I couldn't find any sort of original source that the Dover Whitework book was from, so I needed to find another source for an embroidery design.  Serendipitiously, one of my fellow classmates in the Victorian Undergarments class posted a link to a pdf of an 1884 catalog of embroidery patterns so finding an agreeable alternate wasn't difficult.  

Pattern with my color scheme penciled in

This pattern was more tightly drawn than my original plan, and pricking and pouncing the design onto the linen didn't seem like it would work well.  But the linen was thin enough I was pretty sure I could trace the design on with my new favorite notion, a Dritz Tailors Marking Pencil.  It's essentially a 9mm mechanical pencil that comes with 3 different colours of chalk sticks to load it with and makes it easy to make small precise marks on fabric.  So it was down to the cutting table, with Ziyi to supervise.

 Ready for tracing

 Ziyi says:  "Hmmm...  are you sure you're tracing on the lines?  Here let me help!"

Despite With Ziyi's help, I had the pattern traced onto the linen in about an hour.


It's white linen..  of COURSE it needs black cat hair on it.


Pattern on fabric


Then it was getting the linen onto the embroidery frame, which I ended up doing by hand because darned if I could figure out how I used to machine baste linen onto the stretcher rods.

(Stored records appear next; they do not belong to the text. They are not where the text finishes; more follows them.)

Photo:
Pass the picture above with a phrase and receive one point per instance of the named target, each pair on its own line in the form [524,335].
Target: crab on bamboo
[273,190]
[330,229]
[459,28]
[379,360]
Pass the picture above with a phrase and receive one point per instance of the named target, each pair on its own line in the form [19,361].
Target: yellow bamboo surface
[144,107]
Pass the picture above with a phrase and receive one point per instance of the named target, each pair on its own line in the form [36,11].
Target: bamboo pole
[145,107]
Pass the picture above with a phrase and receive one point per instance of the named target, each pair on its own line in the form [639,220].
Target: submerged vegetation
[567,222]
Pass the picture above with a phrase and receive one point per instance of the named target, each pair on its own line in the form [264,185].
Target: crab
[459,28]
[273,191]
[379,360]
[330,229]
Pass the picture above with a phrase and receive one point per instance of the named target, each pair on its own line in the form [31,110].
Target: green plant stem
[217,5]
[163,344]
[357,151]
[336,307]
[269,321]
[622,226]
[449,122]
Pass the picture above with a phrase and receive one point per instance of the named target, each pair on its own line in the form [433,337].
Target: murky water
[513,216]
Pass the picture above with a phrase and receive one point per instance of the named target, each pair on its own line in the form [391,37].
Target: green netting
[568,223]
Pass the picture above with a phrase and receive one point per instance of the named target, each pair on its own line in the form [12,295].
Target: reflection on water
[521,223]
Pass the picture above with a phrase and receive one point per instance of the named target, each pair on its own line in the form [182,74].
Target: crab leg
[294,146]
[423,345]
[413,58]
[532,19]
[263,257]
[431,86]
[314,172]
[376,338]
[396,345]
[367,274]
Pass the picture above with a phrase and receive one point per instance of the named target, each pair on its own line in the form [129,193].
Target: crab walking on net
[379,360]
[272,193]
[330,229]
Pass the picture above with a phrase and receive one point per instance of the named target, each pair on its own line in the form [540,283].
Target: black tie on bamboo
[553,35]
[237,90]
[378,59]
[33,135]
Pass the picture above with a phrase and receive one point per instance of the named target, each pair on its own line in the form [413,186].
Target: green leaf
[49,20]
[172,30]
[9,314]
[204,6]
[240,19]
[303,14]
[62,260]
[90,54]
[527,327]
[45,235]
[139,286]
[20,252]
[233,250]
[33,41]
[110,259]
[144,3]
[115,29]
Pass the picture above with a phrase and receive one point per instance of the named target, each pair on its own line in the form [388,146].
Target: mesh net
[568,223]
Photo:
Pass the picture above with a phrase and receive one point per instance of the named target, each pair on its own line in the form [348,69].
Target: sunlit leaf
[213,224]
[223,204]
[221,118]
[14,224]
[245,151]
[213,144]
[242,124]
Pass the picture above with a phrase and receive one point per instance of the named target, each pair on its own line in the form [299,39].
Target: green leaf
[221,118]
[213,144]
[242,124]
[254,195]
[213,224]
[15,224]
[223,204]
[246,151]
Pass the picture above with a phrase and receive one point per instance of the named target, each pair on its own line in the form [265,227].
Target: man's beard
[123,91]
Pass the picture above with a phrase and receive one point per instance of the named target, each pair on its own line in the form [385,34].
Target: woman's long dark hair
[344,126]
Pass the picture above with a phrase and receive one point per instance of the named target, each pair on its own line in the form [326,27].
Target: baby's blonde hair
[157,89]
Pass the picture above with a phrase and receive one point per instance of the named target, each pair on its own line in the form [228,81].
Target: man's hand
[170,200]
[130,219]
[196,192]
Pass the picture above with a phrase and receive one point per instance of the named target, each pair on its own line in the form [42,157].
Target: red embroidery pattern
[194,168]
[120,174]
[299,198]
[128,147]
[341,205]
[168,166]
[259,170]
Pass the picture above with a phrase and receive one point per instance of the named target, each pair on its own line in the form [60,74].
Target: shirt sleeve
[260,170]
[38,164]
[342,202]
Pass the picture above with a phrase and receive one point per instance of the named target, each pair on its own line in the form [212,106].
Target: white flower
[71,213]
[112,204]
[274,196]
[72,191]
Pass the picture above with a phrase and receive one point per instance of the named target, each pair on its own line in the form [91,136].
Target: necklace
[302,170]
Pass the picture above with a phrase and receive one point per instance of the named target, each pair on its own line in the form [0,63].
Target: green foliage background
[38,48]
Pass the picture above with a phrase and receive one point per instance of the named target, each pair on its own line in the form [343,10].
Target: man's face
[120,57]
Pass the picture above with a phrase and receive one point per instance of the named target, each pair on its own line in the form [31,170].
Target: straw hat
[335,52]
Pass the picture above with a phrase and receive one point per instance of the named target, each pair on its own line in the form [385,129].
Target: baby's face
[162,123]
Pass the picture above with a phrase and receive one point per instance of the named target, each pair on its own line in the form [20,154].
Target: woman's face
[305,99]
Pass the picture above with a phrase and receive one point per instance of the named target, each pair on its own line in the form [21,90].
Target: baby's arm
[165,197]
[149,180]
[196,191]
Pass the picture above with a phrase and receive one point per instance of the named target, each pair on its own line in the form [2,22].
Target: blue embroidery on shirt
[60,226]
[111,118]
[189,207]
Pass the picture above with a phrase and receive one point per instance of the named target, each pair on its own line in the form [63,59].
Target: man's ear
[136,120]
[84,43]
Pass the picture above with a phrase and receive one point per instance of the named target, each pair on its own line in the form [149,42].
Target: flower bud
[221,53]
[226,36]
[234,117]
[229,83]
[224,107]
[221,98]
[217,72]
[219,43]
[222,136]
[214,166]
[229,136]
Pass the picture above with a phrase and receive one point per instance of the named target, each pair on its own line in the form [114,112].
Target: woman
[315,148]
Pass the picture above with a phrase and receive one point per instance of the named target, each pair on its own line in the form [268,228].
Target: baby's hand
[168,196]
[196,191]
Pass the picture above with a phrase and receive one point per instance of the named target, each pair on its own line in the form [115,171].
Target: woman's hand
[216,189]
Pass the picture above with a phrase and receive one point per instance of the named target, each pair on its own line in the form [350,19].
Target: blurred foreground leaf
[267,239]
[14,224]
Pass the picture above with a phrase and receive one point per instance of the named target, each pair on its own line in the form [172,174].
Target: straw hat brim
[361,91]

Finally ready to start embroidering

That was pretty much my available sewing time for the day...  and it was several days before I had time to pick up the project again.  At that point, the tailors chalk had faded just enough for me to realize that I might have been able to embroider that pale green pattern on white linen without going blind when I was 20, but I did *not* have the eyesight to do that now.

So it was back to the cutting table (while Ziyi was napping) to pencil the design on with graphite this time. I was pretty sure it would all be covered by embroidery anyway and not going blind seemed like a win.

 A pattern I can actually see

Originally, I thought about adding the pattern on all four corners...  it was just a simple chain stitch, it wouldn't take long at all to do...right?  I'm rather glad I talked myself out of that, because I severely under calculated the time it takes me to embroider these days...since I haven't done anything similar in at least ten years.